Pois o país que pretendemos construir no futuro é proporcional ao lugar em que colocamos nosso verdadeiros heróis e heroínas do passado – ou nem isso: o futuro do país é equivalente à qualidade de quem consideramos herói ou heroína em nossa história. Antonieta não viveu para ver um país melhor redimir sua luta e o próprio valor da educação, do negro e da mulher na sociedade brasileira.

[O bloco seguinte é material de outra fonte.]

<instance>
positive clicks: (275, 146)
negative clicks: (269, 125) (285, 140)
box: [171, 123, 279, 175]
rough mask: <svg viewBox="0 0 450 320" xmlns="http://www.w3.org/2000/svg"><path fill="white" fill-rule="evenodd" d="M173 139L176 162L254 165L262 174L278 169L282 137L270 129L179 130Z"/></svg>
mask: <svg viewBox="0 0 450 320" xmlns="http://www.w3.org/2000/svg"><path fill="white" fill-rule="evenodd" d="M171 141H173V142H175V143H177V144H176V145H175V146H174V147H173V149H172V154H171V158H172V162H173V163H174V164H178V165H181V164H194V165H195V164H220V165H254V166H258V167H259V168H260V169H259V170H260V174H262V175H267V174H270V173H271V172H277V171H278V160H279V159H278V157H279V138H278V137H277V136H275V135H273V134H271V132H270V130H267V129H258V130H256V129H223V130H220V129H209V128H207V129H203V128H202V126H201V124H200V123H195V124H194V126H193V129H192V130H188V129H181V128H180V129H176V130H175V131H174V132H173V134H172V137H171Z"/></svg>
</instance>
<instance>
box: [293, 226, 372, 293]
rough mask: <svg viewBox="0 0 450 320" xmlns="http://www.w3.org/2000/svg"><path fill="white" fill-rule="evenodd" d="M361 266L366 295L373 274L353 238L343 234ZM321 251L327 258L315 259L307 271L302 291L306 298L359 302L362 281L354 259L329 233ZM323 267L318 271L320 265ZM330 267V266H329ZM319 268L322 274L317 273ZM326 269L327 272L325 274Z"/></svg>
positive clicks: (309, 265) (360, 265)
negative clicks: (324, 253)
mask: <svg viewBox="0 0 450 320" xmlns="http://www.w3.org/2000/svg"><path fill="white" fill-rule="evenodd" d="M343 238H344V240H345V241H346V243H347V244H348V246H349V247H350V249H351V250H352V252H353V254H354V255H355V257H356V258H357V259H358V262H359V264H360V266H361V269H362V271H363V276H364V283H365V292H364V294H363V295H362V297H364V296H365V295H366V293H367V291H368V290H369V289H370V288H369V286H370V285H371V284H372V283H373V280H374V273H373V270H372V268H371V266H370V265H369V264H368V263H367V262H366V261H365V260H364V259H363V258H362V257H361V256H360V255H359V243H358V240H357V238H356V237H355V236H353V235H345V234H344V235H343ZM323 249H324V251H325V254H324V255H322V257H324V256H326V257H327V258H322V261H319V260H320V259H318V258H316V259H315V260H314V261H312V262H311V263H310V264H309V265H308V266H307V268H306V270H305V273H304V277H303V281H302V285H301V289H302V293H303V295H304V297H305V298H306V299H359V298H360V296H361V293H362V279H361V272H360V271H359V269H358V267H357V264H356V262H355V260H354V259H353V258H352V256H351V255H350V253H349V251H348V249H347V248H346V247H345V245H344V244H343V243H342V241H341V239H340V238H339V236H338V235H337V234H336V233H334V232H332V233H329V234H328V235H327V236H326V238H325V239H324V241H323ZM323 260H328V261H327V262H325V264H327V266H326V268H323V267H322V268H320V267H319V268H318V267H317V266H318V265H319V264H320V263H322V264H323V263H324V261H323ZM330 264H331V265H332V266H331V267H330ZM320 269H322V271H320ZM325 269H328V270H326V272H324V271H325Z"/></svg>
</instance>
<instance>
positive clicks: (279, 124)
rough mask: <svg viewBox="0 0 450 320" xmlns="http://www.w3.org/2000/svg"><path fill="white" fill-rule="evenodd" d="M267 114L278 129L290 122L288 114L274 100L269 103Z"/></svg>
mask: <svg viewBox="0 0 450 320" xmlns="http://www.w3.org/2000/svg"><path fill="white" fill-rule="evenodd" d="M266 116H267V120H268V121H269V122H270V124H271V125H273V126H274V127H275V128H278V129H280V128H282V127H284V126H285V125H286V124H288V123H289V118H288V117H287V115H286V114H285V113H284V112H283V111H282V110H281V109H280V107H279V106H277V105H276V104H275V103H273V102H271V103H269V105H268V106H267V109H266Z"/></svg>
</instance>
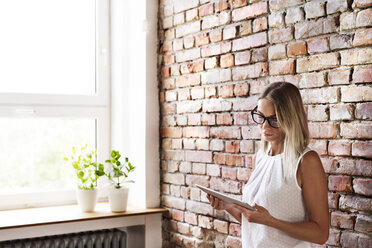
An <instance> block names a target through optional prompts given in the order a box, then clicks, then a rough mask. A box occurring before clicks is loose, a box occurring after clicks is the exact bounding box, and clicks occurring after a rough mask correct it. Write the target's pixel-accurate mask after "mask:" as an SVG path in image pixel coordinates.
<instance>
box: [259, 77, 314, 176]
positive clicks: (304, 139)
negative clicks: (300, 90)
mask: <svg viewBox="0 0 372 248" xmlns="http://www.w3.org/2000/svg"><path fill="white" fill-rule="evenodd" d="M259 99H266V100H269V101H270V102H272V104H273V105H274V108H275V113H276V117H277V119H278V123H279V128H280V129H281V130H282V131H283V132H284V135H285V138H284V159H283V160H284V161H283V170H284V175H285V177H286V178H288V177H291V176H293V175H294V173H295V171H296V163H297V160H298V158H299V156H300V155H301V154H302V153H303V151H304V150H305V148H306V147H307V145H308V144H309V128H308V125H307V115H306V112H305V108H304V105H303V102H302V98H301V94H300V91H299V90H298V89H297V87H296V86H294V85H293V84H291V83H286V82H276V83H271V84H270V85H268V86H267V87H266V89H265V90H264V92H263V93H262V94H261V96H260V97H259ZM261 145H262V150H263V151H264V152H265V153H266V152H267V149H268V142H267V141H264V140H262V141H261ZM294 176H295V175H294Z"/></svg>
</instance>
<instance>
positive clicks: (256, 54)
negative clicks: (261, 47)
mask: <svg viewBox="0 0 372 248" xmlns="http://www.w3.org/2000/svg"><path fill="white" fill-rule="evenodd" d="M266 61H267V48H266V47H262V48H257V49H253V50H252V58H251V63H256V62H266Z"/></svg>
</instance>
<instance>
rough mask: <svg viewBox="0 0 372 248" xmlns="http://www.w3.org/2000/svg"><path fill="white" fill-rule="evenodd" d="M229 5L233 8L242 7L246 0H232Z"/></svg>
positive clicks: (246, 0)
mask: <svg viewBox="0 0 372 248" xmlns="http://www.w3.org/2000/svg"><path fill="white" fill-rule="evenodd" d="M231 5H232V8H233V9H235V8H238V7H242V6H244V5H247V0H232V1H231Z"/></svg>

A voz de uma mulher como Antonieta precisa em muito ser elevada. Toda e qualquer conquista civil, desde então e para o futuro, serão também necessariamente frutos de sua luta, pois, em suas próprias palavras, “Não será a tristeza do deserto presente que nos roube as perspectivas dum futuro melhor (..), onde as conquistas da inteligência não se degenerem, em armas de destruição, de aniquilamento; onde os homens, enfim, se reconheçam fraternalmente. Será, contudo, quando houver bastante cultura e sólida independência entre as mulheres para que se considerem indivíduos. Só então, cremos existir uma civilização melhor.”